Ses yeux brillèrent à la vue des pièces, se posant une à une dans le creux de ses mains bien trop noires. Ce ne fut pas tant le fait d'en tenir, qu'il la mettait dans un tel état de surprise, mais plutôt le fait qu'elles avaient été donné volontairement. Pour ce qui devait être certainement la première fois de sa vie, la jeune truande se retrouvait avec un don entre ses mains. D'ordinaire, elle se contentait de prendre sans l'accord de ses victimes, car là était le principe d'un vol. De plus, il était extrêmement rare que l'on donne quoi que ce soit à une jeune femme semblant en bonne santé comme elle... On offrait de l'argent à des infirmes ou des enfants, mais dans le cas de Laura... Elle se portait relativement bien, malgré son alimentation guère généreuse. En fin de compte, il lui suffisait d'enlever toute cette crasse accumulée sur sa peau et d'arranger sa tenue pour en faire une jeune femme convenable. Elle n'avait peut-être pas appris tout ce qu'une femme de ce monde doit savoir, mais elle connaissait néanmoins quelques bases qui suffisaient à faire d'elle quelqu'un de potable. Si l'on mettait de côté son incroyable manie de ne recevoir aucun conseils, ou du moins de les appliquer...

Un élan de fierté la gagna néanmoins. Certes, le geste de la noble était appréciable, mais en fin de compte, ne faisait-elle point cela pour être débarrasser une bonne fois pour toute de cette enquiquineuse de service qu'était Laura ? Cette dernière fronça les sourcils, et d'un mouvement bien trop insolent, attrapa sa main pour y déposer les pièces si gentiment données.

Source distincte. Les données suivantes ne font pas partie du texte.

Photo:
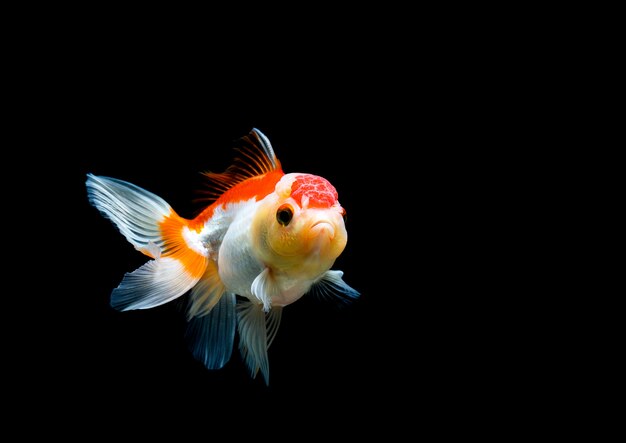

-Je ne veux pas de votre pitié. Déclara-t-elle, presque dure.

Elle était peut-être pauvre, mais elle n'avait pas besoin que l'on apitoie sur son sort. Pour dire la vérité, elle n'aimait pas ce genre de chose, se sentant faible, comme rabaissée, ce qui était complètement stupide en soi. Depuis toujours, la demoiselle Zirrafon savait se débrouiller, et avait apprit à vivre dans cette jungle qu'était Paris, ou seuls les plus forts réussissaient à vivre. Quant à sa famille...


-Mon frère et moi savons nous débrouiller... Et le foulard que vous m'avez laissé suffira amplement. Adieu.

Le visage sévère, Laura se retourna, mains dans les poches, avant de disparaître telle une ombre dans la rue bombée de monde.